The Candidate

Brien Kennedy

Deputy Clerk. Poulsbo resident. First-generation college graduate. I'm running because accountability shouldn't be optional.

Brien Kennedy - Candidate for Kitsap County Clerk

I grew up poor in Seattle. Not "tight budget" poor - the kind where you learn early that systems designed to help people often don't, and that navigating them alone is exhausting and expensive. That context never left me. It's the lens through which I see the Clerk's office every day I walk in the door.

I've been fortunate to celebrate a lot of firsts - first in my family to graduate from college, first shareholder, first homeowner. This campaign is one more: first time candidate. None of it was given to me, and none of it makes me forget where I started.

In my early thirties, a health crisis stopped everything. Not slowed it. Stopped it. I had built a career running growth for some of the fastest-growing companies in the country - brands that were later acquired for billions, consulting clients managing hundreds of millions in revenue, rooms where the decisions were real and the consequences were immediate. And I walked away from all of it because I had to. Nearly 100 pounds down and a rebuilt sense of what actually matters later, I started looking for work that served people directly.

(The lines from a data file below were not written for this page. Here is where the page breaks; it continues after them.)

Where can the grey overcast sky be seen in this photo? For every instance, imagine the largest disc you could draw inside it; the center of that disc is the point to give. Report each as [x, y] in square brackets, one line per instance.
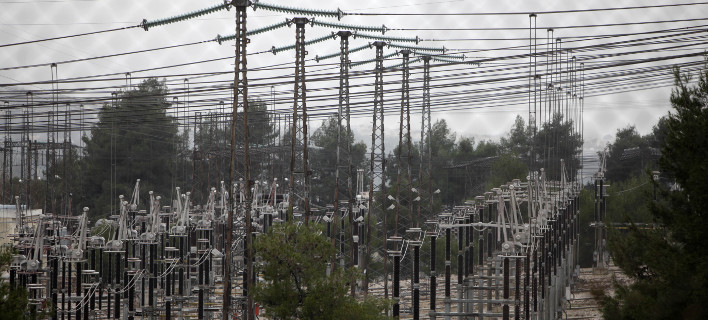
[481, 117]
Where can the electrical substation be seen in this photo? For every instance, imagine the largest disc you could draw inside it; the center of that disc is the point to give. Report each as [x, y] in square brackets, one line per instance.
[186, 252]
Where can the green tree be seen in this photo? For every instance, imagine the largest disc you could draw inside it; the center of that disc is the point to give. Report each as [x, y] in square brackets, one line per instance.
[518, 141]
[136, 138]
[669, 264]
[323, 160]
[506, 168]
[212, 147]
[555, 141]
[296, 284]
[629, 154]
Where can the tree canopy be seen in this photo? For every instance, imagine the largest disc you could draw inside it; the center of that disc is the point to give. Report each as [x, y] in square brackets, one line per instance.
[669, 264]
[135, 138]
[296, 284]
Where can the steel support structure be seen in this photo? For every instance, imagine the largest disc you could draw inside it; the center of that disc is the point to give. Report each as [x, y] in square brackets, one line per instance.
[404, 136]
[425, 173]
[377, 184]
[240, 100]
[299, 125]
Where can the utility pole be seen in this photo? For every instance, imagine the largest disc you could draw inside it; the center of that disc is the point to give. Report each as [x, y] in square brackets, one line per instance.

The Kitsap County Superior Court Clerk's office drew me in because at its core it's an administrative executive role - and everything I'd spent a decade doing in the private sector prepared me for it in ways I didn't expect. I came for one reason. I stayed because I couldn't look away from what I found.

What I found was an office that processes thousands of cases a year and serves some of the most vulnerable people in our county - people navigating court for the first time, without lawyers, often without any idea where to start. The resources to help them exist. They're just not visible. Not organized. Not communicated in a way that actually reaches someone on the worst day of their life. That's not a technology problem or a budget problem. That's a leadership problem. And it's fixable.

The more I saw, the harder it was to stay quiet.

My background makes me unusual for this race. I've directed budgets larger than this county's entire general fund. I've built teams from scratch and fixed organizations that had stopped asking hard questions. I've run my own practice for seven years where losing a client meant losing everything - no safety net, no second chances. That kind of accountability doesn't turn off when you walk into a government building. It's exactly what this office has been missing.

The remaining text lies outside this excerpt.